Chicken and Spinach Lasagna, by PW

Chicken and Spinach Lasagna, by PW

One of the big complaints a lot of us have is that we’d really like to cook more often, but feel that we simply don’t have the time.  This is especially true for newbies in the kitchen — it all seems too complicated to master.   I’m here to give you hope:  I’m a klutz, yet I can cook, and the spouse usually likes it.  If I can do it, so can you.

A key thing is to get away from thinking that you always need to follow a recipe to cook.  Unless you’re working on something where precision is a factor, such as particular types of bread dough, you can often just chop things up and throw them together.  Really.

Another key thing is to think about the sort of things you like to eat.  Are you a fresh-veggie fiend?  Addicted to spices?  Into meats?  Fond of fish?  Pleased by cheese?   Think about the sorts of flavors you like, then try combining them.  If just combining things on the fly is a bit scary, or if you’re unsure as to how these things might go together, try Googling them together and see what you get.  You might be surprised!

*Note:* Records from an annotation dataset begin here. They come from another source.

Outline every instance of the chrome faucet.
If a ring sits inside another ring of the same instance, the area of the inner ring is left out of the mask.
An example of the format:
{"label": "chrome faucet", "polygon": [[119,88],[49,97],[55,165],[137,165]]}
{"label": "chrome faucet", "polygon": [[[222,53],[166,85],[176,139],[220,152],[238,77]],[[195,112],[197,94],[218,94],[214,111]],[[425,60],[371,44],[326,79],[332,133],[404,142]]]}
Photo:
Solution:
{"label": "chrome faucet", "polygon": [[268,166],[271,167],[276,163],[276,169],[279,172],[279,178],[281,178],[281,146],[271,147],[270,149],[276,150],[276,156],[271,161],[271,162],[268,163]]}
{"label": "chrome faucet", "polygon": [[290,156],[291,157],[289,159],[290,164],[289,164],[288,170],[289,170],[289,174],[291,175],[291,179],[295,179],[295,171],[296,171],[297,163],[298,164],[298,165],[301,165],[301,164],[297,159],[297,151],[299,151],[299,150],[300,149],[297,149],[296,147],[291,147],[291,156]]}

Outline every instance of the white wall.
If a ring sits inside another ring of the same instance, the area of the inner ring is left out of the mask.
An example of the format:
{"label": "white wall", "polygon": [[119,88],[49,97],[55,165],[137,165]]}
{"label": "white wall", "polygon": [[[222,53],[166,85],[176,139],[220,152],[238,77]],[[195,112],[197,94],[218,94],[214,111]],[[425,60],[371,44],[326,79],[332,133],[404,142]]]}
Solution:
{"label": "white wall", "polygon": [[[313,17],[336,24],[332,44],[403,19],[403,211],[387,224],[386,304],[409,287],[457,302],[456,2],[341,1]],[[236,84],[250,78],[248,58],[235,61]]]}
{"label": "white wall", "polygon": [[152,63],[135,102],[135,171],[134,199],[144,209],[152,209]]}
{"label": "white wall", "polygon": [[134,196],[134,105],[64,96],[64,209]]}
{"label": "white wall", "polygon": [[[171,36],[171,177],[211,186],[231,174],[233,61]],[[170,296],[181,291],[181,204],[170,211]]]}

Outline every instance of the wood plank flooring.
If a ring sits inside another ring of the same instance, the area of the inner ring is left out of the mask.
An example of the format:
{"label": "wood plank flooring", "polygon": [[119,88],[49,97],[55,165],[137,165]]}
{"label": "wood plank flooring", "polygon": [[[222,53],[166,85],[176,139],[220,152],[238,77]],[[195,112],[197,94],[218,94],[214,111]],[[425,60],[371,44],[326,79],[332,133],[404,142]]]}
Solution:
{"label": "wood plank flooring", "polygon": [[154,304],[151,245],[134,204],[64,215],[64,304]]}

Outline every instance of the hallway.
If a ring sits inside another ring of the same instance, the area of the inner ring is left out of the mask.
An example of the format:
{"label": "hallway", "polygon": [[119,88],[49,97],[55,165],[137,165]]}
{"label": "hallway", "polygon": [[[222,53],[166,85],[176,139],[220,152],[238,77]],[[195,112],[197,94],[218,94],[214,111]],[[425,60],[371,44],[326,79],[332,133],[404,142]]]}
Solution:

A third key is to get a basic idea on how long certain types of foods need to be cooked.  That way, when you’re planning your meal, you know to start first on the thing that takes the longest time to cook, then the next-longest, and so on.  

Whole boneless cuts of beef steak cook up surprisingly fast, especially if you’re like me and believe that there’s no point in spending the big bucks for quality steaks if you’re going to cook ‘em past ‘rare’; they’re done in three minutes or less, so if you’re doing a steak dinner, make sure you start it last.   Ground meats and poultry need a bit more time, and you need to be sure they get up to at least 160° F. inside.  (What, you don’t have a meat thermometer?  Get one, pronto!)  Root veggies cooked whole, like carrots and potatoes, can take up to an hour depending on their size; slicing them or mashing them speeds up the cooking time.   Rice takes at least twenty minutes from boiling the water to the finished product: Basmati rices take twice as long, and the cheaper, paddy-grown version of wild rice (the kind where the grains look like slim little black bullets, as opposed to the lighter-colored, striated colors of naturally-grown wild rice) need to be soaked for at least two hours (preferably overnight) in warm water before cooking.  (The naturally-grown stuff takes about maybe five minutes more than plain old white rice.)

So tell us what’s on your plate for today!